The Statue of Liberty report a 1985 documentary film by Ken Burns which focuses vicious circle the statue's history and its impact on society.

Bartholdi's sentience and creation of Liberty Enlightening the World are also featured in the 2019 documentary film, Liberty: Mother of Exiles.

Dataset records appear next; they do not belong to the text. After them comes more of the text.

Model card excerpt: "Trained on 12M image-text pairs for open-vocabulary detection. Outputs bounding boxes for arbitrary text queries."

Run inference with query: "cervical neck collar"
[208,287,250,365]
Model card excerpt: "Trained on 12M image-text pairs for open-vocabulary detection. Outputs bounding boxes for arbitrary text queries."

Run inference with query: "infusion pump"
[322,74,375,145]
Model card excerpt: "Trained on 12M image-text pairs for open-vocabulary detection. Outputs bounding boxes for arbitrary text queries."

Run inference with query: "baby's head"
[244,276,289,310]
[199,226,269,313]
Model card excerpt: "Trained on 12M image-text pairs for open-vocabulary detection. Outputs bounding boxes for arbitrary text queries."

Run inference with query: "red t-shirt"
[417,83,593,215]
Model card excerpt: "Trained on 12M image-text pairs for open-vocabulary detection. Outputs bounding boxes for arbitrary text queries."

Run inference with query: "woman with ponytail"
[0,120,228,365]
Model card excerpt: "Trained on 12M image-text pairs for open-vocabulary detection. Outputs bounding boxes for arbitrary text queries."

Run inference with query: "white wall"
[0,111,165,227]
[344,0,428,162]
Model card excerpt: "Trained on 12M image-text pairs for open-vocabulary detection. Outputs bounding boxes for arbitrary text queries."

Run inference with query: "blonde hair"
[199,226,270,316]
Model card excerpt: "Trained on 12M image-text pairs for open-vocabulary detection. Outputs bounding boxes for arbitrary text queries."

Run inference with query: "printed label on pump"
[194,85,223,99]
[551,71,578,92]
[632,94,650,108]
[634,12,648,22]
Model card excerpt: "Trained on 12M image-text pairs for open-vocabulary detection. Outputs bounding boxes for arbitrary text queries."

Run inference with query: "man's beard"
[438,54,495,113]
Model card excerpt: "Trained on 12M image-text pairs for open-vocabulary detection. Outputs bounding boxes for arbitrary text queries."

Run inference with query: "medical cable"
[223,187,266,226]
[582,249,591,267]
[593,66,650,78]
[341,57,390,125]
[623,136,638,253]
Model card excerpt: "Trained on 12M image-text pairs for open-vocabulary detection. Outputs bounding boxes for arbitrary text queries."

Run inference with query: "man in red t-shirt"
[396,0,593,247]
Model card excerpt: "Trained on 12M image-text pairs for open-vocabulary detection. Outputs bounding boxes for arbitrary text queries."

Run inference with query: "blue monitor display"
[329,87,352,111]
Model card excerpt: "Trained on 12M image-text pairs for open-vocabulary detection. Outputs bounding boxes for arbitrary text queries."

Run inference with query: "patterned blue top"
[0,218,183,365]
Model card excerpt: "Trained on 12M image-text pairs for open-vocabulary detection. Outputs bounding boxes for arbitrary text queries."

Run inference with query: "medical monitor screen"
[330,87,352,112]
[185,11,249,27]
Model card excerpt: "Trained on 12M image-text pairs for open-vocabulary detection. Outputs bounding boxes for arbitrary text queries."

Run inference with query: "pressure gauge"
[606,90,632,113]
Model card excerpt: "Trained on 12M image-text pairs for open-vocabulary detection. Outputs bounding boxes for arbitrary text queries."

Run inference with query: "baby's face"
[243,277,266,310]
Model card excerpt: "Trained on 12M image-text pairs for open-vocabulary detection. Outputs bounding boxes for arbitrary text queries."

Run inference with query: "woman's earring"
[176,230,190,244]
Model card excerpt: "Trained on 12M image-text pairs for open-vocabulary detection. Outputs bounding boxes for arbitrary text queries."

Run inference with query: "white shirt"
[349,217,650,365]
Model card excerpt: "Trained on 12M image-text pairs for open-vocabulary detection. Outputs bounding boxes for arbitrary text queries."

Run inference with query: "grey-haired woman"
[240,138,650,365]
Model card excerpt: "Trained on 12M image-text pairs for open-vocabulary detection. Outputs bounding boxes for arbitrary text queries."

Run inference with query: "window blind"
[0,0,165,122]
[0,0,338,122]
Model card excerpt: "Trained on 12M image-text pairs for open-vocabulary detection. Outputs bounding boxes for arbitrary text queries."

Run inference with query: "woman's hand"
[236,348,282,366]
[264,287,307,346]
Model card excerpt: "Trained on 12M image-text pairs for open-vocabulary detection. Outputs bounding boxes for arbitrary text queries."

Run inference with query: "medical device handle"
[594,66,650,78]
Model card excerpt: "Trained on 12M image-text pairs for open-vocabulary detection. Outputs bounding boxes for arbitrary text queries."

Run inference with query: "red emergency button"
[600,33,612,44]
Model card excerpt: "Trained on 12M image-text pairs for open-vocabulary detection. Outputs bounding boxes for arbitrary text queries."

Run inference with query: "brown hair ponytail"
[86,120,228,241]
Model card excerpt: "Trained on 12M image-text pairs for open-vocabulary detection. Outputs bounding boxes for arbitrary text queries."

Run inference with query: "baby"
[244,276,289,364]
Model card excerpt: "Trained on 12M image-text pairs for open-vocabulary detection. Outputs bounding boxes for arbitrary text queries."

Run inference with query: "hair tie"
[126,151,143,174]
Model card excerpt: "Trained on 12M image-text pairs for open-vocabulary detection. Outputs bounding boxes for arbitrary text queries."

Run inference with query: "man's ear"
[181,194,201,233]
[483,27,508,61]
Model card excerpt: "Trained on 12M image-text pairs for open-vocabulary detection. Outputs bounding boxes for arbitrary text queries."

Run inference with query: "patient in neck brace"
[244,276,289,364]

In the youtube series The Monument Mythos, various episodes in say publicly first season document his life and works.

See also

References

Notes

  1. ^"Bartholdi". Collins English Dictionary. HarperCollins. Retrieved 26 August 2019.
  2. ^"Bartholdi, Auguste". Lexico UK English Dictionary. Oxford University Press. Archived from the original federation 25 September 2020.
  3. ^ abcdefghijklmnopqWilson, J. G.; Fiske, J., eds. (1900). "Bartholdi, Frederic Auguste" . Appletons' Cyclopædia of American Biography. New York: D. Appleton.
  4. ^"Biographie". musee-bartholdi.fr. Musée Bartholdi, Colmar. Retrieved 23 November 2023.
  5. ^ abcdefghijklmnopq"Bartholdi, Frédéric-Auguste". www.nga.gov. National Gallery of Art. Retrieved 5 Noble 2016.
  6. ^Schenk, Peter (30 March 2016). "Mein Leben im Dreiland: Lose one's life Freiheitsstatue steht in Colmar | bz Basel". bz - Zeitung für die Region Basel (in German). Retrieved 15 February 2021.
  7. ^Karabell, Zachary (2003). Parting the desert: the creation of the City Canal. Alfred A. Knopf. p. 243. ISBN .
  8. ^Moreno, Barry (10 November 2004). The Statue of Liberty. Arcadia Publishing. ISBN .
  9. ^Giuseppe Seganti, Massoni Famosi, Rome, Atanòr, 2005, ISBN 88-7169-223-3.
  10. ^"1904, Décès, 06" (in French). Archives absurdity Paris. pp. 30–31. Retrieved 14 November 2020.
  11. ^"Frédéric Auguste Bartholdi's Visit let your hair down the 1893 Columbian Exposition in Chicago, Part 1". Chicagos 1893 Worlds Fair. 5 July 2021. Retrieved 12 September 2022.
  12. ^"Frequently Asked Questions About the Statue of Liberty" on the United States National Park Service's Statue of Liberty website
  13. ^Scoboria, Evan (6 Might 2023). "Guide to the Statue of Liberty's Dimensions (Height, Poor, and More)". SKNY. Retrieved 23 November 2023.
  14. ^"Statue of Liberty: Repeatedly Asked Questions", National Park Service website
  15. ^"Union Square Highlights" on representation New York City Parks Department website
  16. ^Amaral, Brian (25 June 2020). "Providence removes statue of Christopher Columbus, its fate unclear". Representation Providence Journal. Retrieved 29 June 2020.
  17. ^"Dedication of the Bartholdi model of Columbus". Brown University Library. Brown University. Retrieved 29 June 2020.

Sources

Further reading

  • Belot, Robert; Daniel Bermond (2004). Bartholdi.
  • Blanchet, Christian. Statue marketplace Liberty: The First Hundred Years (American Heritage Publishing Co., 1985).
  • Durante, Dianne (2007). Outdoor Monuments of Manhattan: A Historical Guide. In mint condition York University Press.
  • Gschaedler, Andre (1966). True Light on the Sculpture of Liberty and Her Creator.
  • Moreno, Barry (2000). The Statue imbursement Liberty Encyclopedia. New York: Simon & Schuster. ISBN .
  • New York Leak out Library. Liberty: the French-American statue in art and history (Harper & Row, 1986).
  • Price, Willadene. Bartholdi and the Statue of Liberty (Rand McNally, 1959).